И командиры обнялись.
Один за другим отряды переправились на пароме через Саву; на первом был ходатай и метличанин Дорочич. Когда последний паром пристал к Кршко, Илия крикнул своему войску:
– С богом вперед – на Севницу! Прощайте, братья! Прощайте! – И он рукой послал последний привет братьям на том берегу.
– Прощайте! – отозвалась тысяча голосов с краньской стороны.
А войско Илии двинулось дальше по штирийской земле на запад; долго еще в горах вдоль Савы гремел барабан, долго еще лилась протяжная мелодия грустной хорватской песни.

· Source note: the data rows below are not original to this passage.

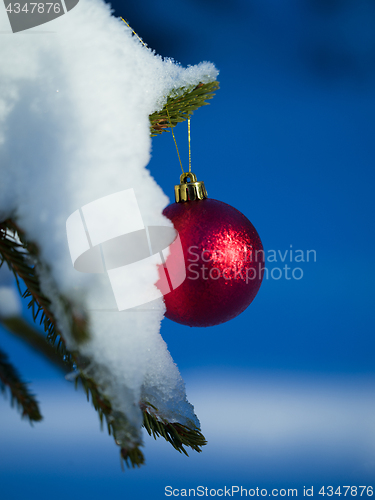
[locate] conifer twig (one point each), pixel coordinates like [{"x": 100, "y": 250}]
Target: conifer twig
[{"x": 180, "y": 106}]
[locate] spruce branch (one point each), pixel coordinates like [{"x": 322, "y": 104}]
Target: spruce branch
[
  {"x": 21, "y": 329},
  {"x": 19, "y": 393},
  {"x": 176, "y": 434},
  {"x": 181, "y": 104},
  {"x": 22, "y": 259}
]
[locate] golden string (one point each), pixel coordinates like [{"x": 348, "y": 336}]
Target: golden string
[
  {"x": 189, "y": 144},
  {"x": 175, "y": 142},
  {"x": 134, "y": 33}
]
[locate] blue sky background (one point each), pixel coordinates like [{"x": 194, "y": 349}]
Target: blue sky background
[{"x": 285, "y": 392}]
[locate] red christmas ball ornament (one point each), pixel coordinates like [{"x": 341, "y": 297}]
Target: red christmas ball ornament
[{"x": 223, "y": 254}]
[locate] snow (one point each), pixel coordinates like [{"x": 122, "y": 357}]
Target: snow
[{"x": 74, "y": 106}]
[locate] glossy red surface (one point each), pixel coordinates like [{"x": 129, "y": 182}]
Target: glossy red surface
[{"x": 224, "y": 261}]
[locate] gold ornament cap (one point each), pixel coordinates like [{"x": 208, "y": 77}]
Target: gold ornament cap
[{"x": 189, "y": 190}]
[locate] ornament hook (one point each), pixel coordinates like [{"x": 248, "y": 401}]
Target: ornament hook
[{"x": 189, "y": 190}]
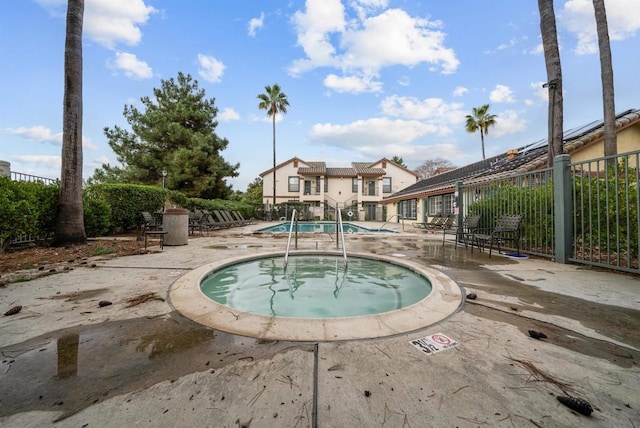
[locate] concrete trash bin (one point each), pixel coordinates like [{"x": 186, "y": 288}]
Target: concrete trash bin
[{"x": 175, "y": 221}]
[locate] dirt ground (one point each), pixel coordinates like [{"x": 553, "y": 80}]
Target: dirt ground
[{"x": 27, "y": 263}]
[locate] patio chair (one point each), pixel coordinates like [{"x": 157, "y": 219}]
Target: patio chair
[
  {"x": 222, "y": 220},
  {"x": 448, "y": 225},
  {"x": 507, "y": 229},
  {"x": 469, "y": 226},
  {"x": 229, "y": 218}
]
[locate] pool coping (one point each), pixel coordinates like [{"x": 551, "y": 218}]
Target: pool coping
[{"x": 186, "y": 297}]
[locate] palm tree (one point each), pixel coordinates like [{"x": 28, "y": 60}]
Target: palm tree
[
  {"x": 70, "y": 222},
  {"x": 606, "y": 70},
  {"x": 481, "y": 120},
  {"x": 274, "y": 102},
  {"x": 554, "y": 78}
]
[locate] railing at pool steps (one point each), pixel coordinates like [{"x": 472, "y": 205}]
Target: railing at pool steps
[
  {"x": 389, "y": 219},
  {"x": 340, "y": 231},
  {"x": 294, "y": 220}
]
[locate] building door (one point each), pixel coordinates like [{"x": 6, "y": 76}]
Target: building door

От Кршко к селу Дренову в Лесковачко-Поле скачут два всадника: метличанин Дорочич и писака Шиме. Доехав до места, где дороги расходятся – одна на Брегане, другая на Костаневицу, – ходатай остановил коня, и Дорочич последовал его примеру.
– Ну, вот, – сказал Шиме, – здесь нам надо расстаться. Ты поезжай на восток через Самобор к Алапичу, а я поеду дальше, своей дорогой.
– Куда?
– Не спрашивай! Передай только письмо Алапичу. Прощай, счастливого пути!
И, не дожидаясь ответа, Шиме пришпорил коня и помчался без оглядки на юг, а друг его направился к Самобору.
Уже темнело, когда Шиме после утомительного пути приехал в Костаневицу. Оставив коня у корчмы, он расспросил, где живет барон Йошко Турн, подполковник пограничных войск и капитан ускоков, и пошел по указанному пути. Перед домом стояло несколько пеших ускоков и стрелков-пограничников. Шиме обратился к человеку высокого роста, с длинной черной бородой и длинными волосами, одетому в серый кафтан; тот поглядывал из-под широкополой шляпы и постукивал пальцем по своему длинному мечу.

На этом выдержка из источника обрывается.